A resurgence of the Great Commission among Southern Baptists – if it is to be genuine, to be effective – will neither begin with a yes vote nor end with a no vote in Orlando.
Task force chairman Floyd has called for a “resurgence of the Great Commission through each of our lives and churches.”
This brings it all home, where the Great Commission Resurgence will work – or not work. We must seek the mind of Christ, the heart of God. What matters to our Lord must be what matters to you and me, to our churches. We must answer in obedience the summons of the Savior to “love one another as I have loved you.”

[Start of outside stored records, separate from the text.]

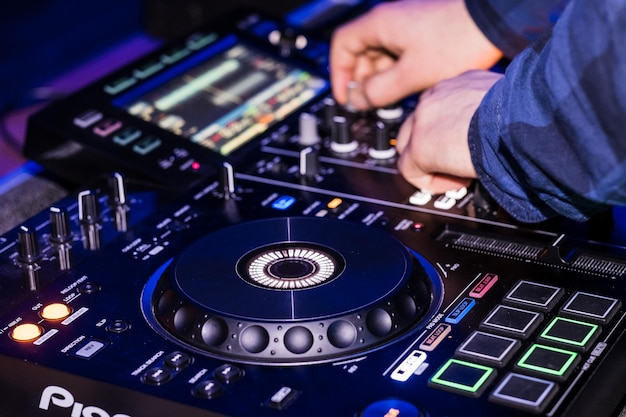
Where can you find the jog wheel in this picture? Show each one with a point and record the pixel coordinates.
(291, 291)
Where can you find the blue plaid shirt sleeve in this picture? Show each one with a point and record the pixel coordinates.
(548, 138)
(511, 25)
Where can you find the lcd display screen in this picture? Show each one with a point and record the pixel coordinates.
(224, 96)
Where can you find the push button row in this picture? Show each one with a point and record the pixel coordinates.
(534, 378)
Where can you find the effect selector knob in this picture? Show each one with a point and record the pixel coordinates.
(341, 139)
(89, 218)
(309, 135)
(61, 236)
(227, 180)
(27, 245)
(28, 255)
(381, 148)
(117, 201)
(309, 162)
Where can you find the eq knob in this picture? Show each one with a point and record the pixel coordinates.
(61, 237)
(117, 201)
(342, 141)
(381, 148)
(28, 255)
(309, 162)
(227, 180)
(308, 134)
(287, 41)
(89, 218)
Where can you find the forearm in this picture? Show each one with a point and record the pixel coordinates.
(548, 138)
(512, 25)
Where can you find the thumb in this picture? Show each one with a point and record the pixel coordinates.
(391, 85)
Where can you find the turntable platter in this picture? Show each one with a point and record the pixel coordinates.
(291, 290)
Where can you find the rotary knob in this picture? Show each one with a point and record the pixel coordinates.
(28, 255)
(227, 180)
(341, 138)
(117, 201)
(89, 218)
(381, 147)
(61, 236)
(309, 162)
(308, 130)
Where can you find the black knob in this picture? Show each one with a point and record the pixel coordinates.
(381, 147)
(117, 189)
(287, 40)
(227, 180)
(59, 226)
(341, 137)
(117, 201)
(27, 245)
(28, 255)
(309, 162)
(61, 237)
(89, 218)
(308, 134)
(88, 208)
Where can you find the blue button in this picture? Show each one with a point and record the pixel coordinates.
(460, 310)
(283, 202)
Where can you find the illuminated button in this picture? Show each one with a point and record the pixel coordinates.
(463, 377)
(148, 69)
(420, 198)
(334, 203)
(228, 373)
(489, 349)
(89, 349)
(547, 361)
(484, 286)
(157, 376)
(443, 202)
(457, 194)
(127, 135)
(87, 118)
(174, 55)
(283, 202)
(119, 85)
(570, 333)
(524, 392)
(592, 307)
(177, 360)
(408, 366)
(534, 296)
(460, 311)
(511, 321)
(56, 311)
(207, 389)
(391, 408)
(147, 145)
(282, 398)
(26, 332)
(435, 337)
(106, 127)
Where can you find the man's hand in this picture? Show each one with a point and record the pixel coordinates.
(432, 142)
(403, 47)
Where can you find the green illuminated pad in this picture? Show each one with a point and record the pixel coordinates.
(463, 377)
(549, 361)
(570, 333)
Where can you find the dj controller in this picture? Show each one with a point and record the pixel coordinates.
(243, 246)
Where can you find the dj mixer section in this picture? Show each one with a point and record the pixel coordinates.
(243, 246)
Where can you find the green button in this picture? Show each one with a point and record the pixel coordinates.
(463, 377)
(119, 85)
(570, 333)
(549, 361)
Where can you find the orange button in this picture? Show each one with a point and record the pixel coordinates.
(55, 311)
(26, 332)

All that we do as a convention, as churches and as individuals – our activities, our energy, our time, our discussions, our expenditures of money – must be evaluated according to a single standard: Does it help fulfill the mandate of the Great Commission?
No matter how messengers in Orlando vote on the GCR report, the Orlando meeting should, and must, jar us awake to the reality of people in need of the good news of Jesus Christ, no matter where they live.
The story is told of a faithful church member of whom it was said, “The self-giving love of Jesus overflows from his life, and he is infectious.” Infectious means contagious, catching, spreading, irresistible, compelling, captivating.
Yes, we need more “contagious” Christians whose lives overflow with God’s redemptive love. Everyone touched by the spillover from their lives will be forever changed.
We – as Southern Baptists, as evangelicals, as good church-going folk – would do well to weigh the words of Archbishop William Temple, who said in 1945, “The church is the only society on earth that exists for the benefit of its non-members.”
Whatever the Orlando outcome, the Great Commission Resurgence begins right here. Right now. With you and with me.